Alors qu’ils font paître leur troupeau, deux jeunes enfants bravent l’insouciance de leur jeunesse pour se frayer un chemin dans un labyrinthe ludique de montagne. La balade récréative des garçons devient un cauchemar quand ils sont attaqués par des jihadistes. Nizar 16 ans, est tué tandis qu’Achraf, 14 ans, doit rapporter un message macabre à sa famille.
Multipliant les plans larges sur cet horizon aride, la gorge se noue dès les premières minutes du film. Le cinéaste a choisi la saison écrasante de l’été qui a conduit l’équipe à tourner par 50°, pour figurer la brûlure indélébile de cet attentat. Et durant toute la narration, l’alternance des jeux d’enfants avec la chronologie du supplice ravive le traumatisme. Le trio des jeunes amis est très réaliste. La nature joue sa partition avec le murmure du vent, le silence de la plaine, et le soulèvement du sable, présageant la menace. La musique arrive assez tard infiltrant doucement le récit collectif. La bande-son dépouillée d’artifice dramatique rappelle d’ailleurs, en quelques notes de mélodies les Jeux interdits.
S’emparant d’un fait réel qui a traumatisé la Tunisie une quinzaine de jours avant l’attentat du Bataclan en France, Lotfi Achour réalise un travail de mémoire dans un exercice cinématographique maîtrisé. Avec ce film, nous vivons aux côtés des tunisiens les 24 heures chrono qui ont suivi l’attentat dans une région reculée de la Tunisie. Il dépasse le choc pour ne garder que l’émotion qu’il arrive avec beaucoup de délicatesse à porter à l’écran dans un véritable suspens tragique.
« Tu as ouvert la porte de l’enfer et tu nous as abandonné ». Par cette seule réplique, c’est la sidération abominable d’un pays tout entier que le cinéaste nous livre. Son procédé répétitif de dislocation de l’innocence, du sacré, des valeurs, est tétanisant. Il nous fait vivre à travers la psyché du jeune Achraf la perte des repères et nous communique à travers la dignité du clan le courage et la solidarité qui les sauvent de leur propre détresse.
Le soulèvement des villageois prend naissance dans le huis clos du douar au sein même de la famille. Entre la crainte et les représailles, le refus de la résignation l’emporte pour offrir une sépulture au sacrifié. Le cinéaste est arrivé à figer la désolation de la mère, de chaque membre de la famille et surtout du trio d’adolescents. Les gestes d’ordinaire banals et tendres deviennent délicats et douloureux. Taper dans un ballon, prendre la main d’un enfant, chanter une ritournelle.
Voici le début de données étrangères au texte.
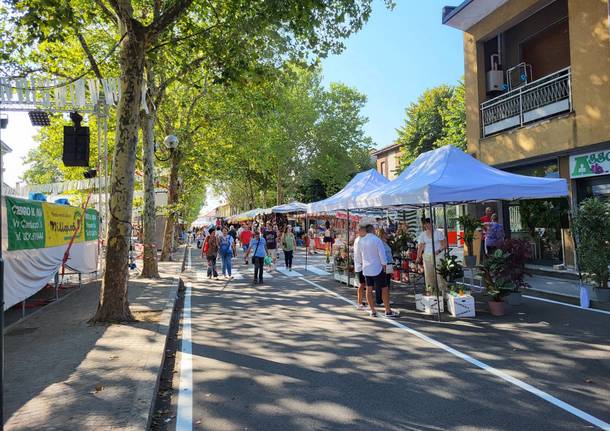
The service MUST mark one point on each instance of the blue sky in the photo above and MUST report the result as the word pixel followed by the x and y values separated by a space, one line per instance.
pixel 396 56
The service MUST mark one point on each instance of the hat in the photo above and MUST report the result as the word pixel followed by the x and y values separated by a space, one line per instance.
pixel 366 221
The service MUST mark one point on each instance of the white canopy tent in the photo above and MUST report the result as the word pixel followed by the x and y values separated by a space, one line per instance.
pixel 363 182
pixel 448 175
pixel 292 207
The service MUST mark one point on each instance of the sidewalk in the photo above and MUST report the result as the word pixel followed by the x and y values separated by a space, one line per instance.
pixel 63 374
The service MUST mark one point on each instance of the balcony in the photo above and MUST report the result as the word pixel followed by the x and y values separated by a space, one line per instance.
pixel 546 97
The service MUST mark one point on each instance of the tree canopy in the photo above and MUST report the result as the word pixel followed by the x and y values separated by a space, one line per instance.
pixel 436 119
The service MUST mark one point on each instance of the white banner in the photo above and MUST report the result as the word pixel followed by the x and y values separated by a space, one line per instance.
pixel 28 271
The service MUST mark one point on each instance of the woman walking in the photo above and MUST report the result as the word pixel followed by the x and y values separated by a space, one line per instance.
pixel 226 247
pixel 258 247
pixel 289 244
pixel 425 252
pixel 210 251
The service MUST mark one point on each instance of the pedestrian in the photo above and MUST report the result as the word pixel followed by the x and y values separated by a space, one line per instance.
pixel 245 237
pixel 425 255
pixel 210 251
pixel 271 240
pixel 258 247
pixel 328 240
pixel 370 256
pixel 383 236
pixel 289 244
pixel 226 245
pixel 494 238
pixel 358 270
pixel 200 238
pixel 311 239
pixel 233 232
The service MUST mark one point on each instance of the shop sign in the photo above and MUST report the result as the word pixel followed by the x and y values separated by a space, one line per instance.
pixel 590 164
pixel 33 224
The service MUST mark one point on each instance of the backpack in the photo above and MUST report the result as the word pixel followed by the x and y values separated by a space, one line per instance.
pixel 225 245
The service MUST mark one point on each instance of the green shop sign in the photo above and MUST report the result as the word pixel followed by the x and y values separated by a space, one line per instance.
pixel 590 164
pixel 33 224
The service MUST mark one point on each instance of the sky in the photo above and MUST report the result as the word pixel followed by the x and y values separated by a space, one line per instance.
pixel 392 60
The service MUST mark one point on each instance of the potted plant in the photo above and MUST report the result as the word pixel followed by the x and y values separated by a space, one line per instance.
pixel 592 228
pixel 450 270
pixel 429 302
pixel 519 251
pixel 469 225
pixel 498 285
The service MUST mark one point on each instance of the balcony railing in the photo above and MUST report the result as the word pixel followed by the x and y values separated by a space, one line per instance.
pixel 545 97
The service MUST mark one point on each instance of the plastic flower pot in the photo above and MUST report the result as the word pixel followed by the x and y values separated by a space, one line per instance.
pixel 496 308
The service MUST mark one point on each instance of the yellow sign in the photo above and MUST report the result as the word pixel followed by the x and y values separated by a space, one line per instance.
pixel 60 224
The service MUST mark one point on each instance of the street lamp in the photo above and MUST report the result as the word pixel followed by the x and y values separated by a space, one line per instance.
pixel 171 143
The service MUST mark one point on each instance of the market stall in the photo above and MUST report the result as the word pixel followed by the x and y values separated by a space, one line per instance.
pixel 449 176
pixel 344 199
pixel 38 238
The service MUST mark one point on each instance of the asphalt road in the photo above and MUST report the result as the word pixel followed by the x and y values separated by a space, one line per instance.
pixel 289 355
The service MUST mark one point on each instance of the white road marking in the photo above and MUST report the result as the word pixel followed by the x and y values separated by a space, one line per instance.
pixel 184 416
pixel 315 270
pixel 287 273
pixel 501 374
pixel 565 304
pixel 250 272
pixel 237 275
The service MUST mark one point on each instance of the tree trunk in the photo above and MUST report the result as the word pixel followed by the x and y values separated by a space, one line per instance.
pixel 150 268
pixel 113 305
pixel 172 198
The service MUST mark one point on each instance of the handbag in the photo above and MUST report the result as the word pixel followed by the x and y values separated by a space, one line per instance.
pixel 255 249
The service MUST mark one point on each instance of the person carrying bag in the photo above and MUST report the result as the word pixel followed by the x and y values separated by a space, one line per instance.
pixel 258 257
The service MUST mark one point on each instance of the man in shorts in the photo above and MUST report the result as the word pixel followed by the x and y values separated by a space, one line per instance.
pixel 270 236
pixel 358 270
pixel 369 255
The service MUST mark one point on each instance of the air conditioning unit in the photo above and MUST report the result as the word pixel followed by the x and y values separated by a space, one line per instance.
pixel 495 76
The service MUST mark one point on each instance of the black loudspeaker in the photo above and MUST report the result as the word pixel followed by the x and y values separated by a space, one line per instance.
pixel 76 146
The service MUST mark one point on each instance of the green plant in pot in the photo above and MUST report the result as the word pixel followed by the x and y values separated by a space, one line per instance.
pixel 450 269
pixel 592 229
pixel 496 280
pixel 520 251
pixel 469 225
pixel 399 243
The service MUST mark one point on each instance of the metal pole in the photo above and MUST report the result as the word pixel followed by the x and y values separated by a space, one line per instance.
pixel 575 241
pixel 1 299
pixel 307 240
pixel 438 299
pixel 446 230
pixel 347 266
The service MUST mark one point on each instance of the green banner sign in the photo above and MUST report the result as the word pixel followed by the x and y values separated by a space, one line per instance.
pixel 33 224
pixel 25 224
pixel 92 225
pixel 590 164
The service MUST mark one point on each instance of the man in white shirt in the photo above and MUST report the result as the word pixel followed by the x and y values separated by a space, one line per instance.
pixel 358 269
pixel 370 257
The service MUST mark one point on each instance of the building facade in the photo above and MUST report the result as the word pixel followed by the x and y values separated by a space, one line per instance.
pixel 387 161
pixel 537 75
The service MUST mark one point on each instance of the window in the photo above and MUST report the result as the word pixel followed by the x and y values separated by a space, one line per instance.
pixel 383 168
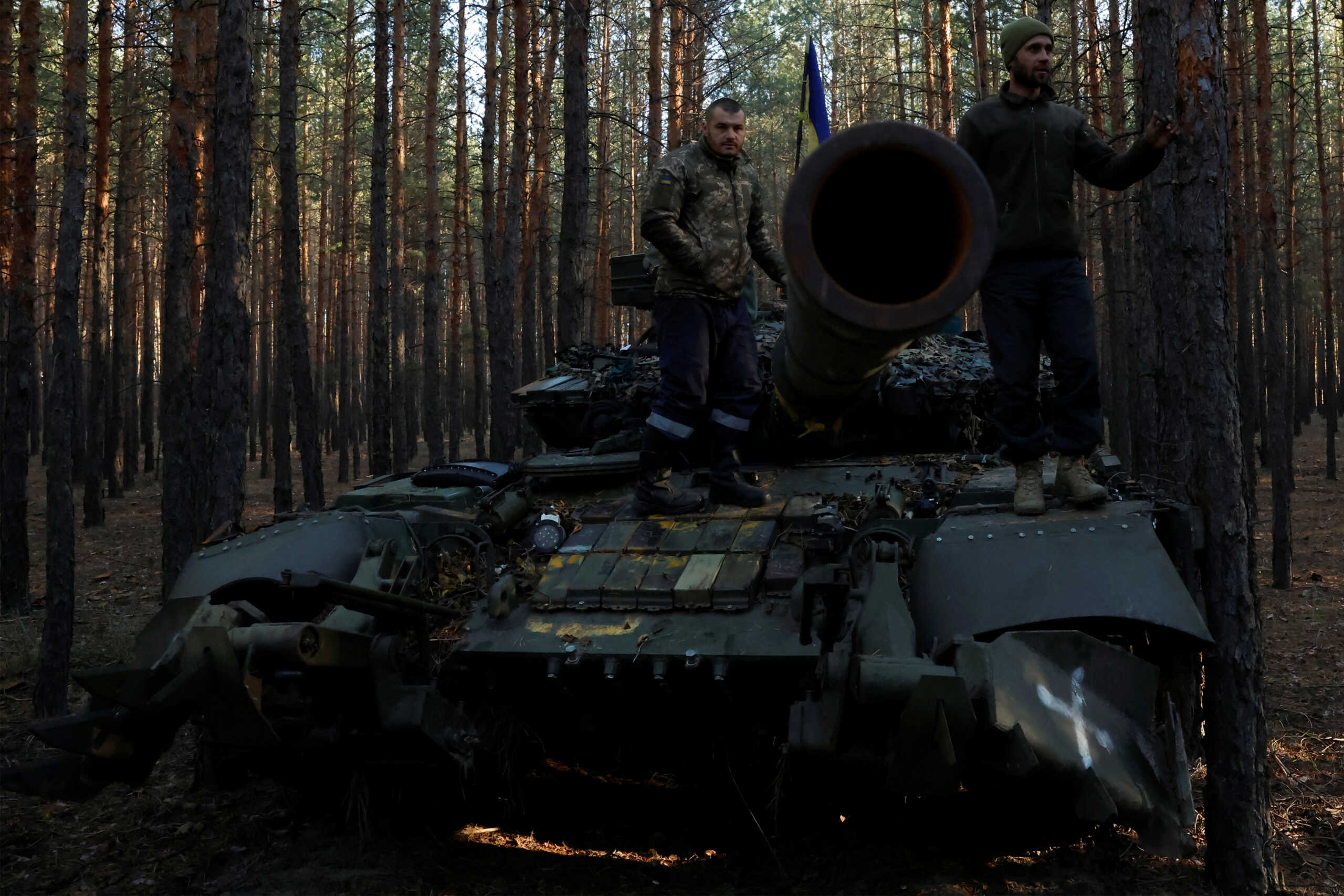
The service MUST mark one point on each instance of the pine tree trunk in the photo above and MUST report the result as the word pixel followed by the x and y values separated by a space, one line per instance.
pixel 1184 236
pixel 221 385
pixel 500 309
pixel 100 455
pixel 1242 187
pixel 121 406
pixel 574 201
pixel 464 293
pixel 176 421
pixel 490 239
pixel 377 368
pixel 404 448
pixel 147 330
pixel 1276 431
pixel 945 85
pixel 603 254
pixel 545 294
pixel 346 421
pixel 655 81
pixel 19 374
pixel 927 46
pixel 430 379
pixel 49 693
pixel 293 321
pixel 1117 303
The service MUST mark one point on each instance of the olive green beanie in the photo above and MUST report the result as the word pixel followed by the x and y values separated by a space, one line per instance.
pixel 1018 33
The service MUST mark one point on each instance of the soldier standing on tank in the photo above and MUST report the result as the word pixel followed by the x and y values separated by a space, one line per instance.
pixel 1037 288
pixel 705 226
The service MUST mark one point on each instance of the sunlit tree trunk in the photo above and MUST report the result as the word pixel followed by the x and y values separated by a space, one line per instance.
pixel 1195 431
pixel 100 445
pixel 430 379
pixel 19 374
pixel 176 426
pixel 49 693
pixel 574 201
pixel 404 446
pixel 655 81
pixel 1277 429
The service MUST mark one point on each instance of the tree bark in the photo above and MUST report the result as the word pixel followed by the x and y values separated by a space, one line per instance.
pixel 655 81
pixel 221 385
pixel 49 693
pixel 100 446
pixel 176 422
pixel 19 374
pixel 430 378
pixel 293 319
pixel 543 178
pixel 1276 354
pixel 1196 431
pixel 574 201
pixel 125 249
pixel 463 293
pixel 500 311
pixel 490 203
pixel 603 250
pixel 404 445
pixel 377 367
pixel 346 422
pixel 1242 187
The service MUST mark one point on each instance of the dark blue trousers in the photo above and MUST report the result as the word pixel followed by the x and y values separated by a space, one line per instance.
pixel 709 361
pixel 1027 303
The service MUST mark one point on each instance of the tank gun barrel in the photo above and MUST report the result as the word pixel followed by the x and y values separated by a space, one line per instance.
pixel 887 230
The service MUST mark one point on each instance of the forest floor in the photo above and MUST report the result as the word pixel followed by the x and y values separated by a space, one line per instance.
pixel 585 835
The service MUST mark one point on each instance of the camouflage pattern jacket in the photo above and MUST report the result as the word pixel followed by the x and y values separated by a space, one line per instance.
pixel 704 219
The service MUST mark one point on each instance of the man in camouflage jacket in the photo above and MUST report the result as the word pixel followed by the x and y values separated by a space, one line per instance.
pixel 705 226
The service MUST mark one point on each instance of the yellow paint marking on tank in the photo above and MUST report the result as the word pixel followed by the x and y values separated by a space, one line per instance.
pixel 582 629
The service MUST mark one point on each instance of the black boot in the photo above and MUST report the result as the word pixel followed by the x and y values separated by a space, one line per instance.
pixel 726 484
pixel 655 492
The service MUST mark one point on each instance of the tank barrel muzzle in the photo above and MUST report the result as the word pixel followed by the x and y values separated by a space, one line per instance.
pixel 887 230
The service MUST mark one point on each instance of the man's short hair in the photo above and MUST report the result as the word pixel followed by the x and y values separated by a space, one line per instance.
pixel 729 105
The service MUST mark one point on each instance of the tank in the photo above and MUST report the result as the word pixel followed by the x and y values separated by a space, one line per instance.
pixel 884 624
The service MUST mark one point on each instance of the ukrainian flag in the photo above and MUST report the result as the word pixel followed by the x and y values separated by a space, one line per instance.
pixel 814 123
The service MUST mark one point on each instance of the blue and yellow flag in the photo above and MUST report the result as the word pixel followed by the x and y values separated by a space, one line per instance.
pixel 814 121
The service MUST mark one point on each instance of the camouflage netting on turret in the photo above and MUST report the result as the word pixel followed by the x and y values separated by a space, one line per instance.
pixel 936 397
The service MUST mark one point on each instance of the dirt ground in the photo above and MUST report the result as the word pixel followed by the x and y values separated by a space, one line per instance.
pixel 586 835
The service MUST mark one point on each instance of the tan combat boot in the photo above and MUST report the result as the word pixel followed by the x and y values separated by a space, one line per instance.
pixel 1028 499
pixel 1073 481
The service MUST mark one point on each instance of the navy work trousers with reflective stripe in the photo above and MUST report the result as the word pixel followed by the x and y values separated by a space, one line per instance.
pixel 1026 303
pixel 709 361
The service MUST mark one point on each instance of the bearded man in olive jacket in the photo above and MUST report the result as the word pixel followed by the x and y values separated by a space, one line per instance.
pixel 1037 288
pixel 705 224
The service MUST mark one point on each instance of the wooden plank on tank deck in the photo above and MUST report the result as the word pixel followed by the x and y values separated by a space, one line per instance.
pixel 617 535
pixel 728 512
pixel 682 536
pixel 603 511
pixel 697 582
pixel 586 589
pixel 800 510
pixel 754 536
pixel 648 536
pixel 769 511
pixel 622 590
pixel 554 586
pixel 659 582
pixel 582 539
pixel 783 568
pixel 718 536
pixel 737 581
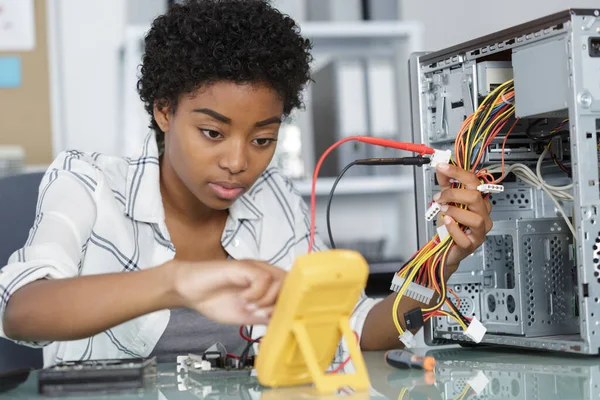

On assiste à un renversement des valeurs provoqué par l’anesthésie d’une transgression au-delà des limites. On a attenté à des enfants, et ce massacre est comme celui de toute une génération confrontée à la promesse de l’effondrement.
À partir des enfants qui sont le cœur du film, Lotfi Achour dispose différents cercles concentriques élargissant le focus jusqu’à l’irradiation de toute une nation. Sans désignation directe – les cercles ne se touchent pas – l’auteur communique la misère qui conditionne le dénuement de ces populations pastorales. Il superpose le spectre du gouvernement, que l’immobilisme de la police a livré à la barbarie. Enfin, l’enjeu politique survole les frontières, et relie la tragédie au djihadisme qui sévit aussi dans cette région du monde.
Le film a reçu, à Saint-Jean-de-Luz, le Prix de la Mise en scène, décerné par le jury présidé par Zabou Breitman, et constitué de Anne Charrier, Alexis Michalik, Safy Nebou et Reinhardt Wagner. Il a également touché les cinéphiles de Saint-Jean-de-Luz qui lui ont attribué le Prix du Public.
Sortie au printemps 2025 en France et en Tunisie.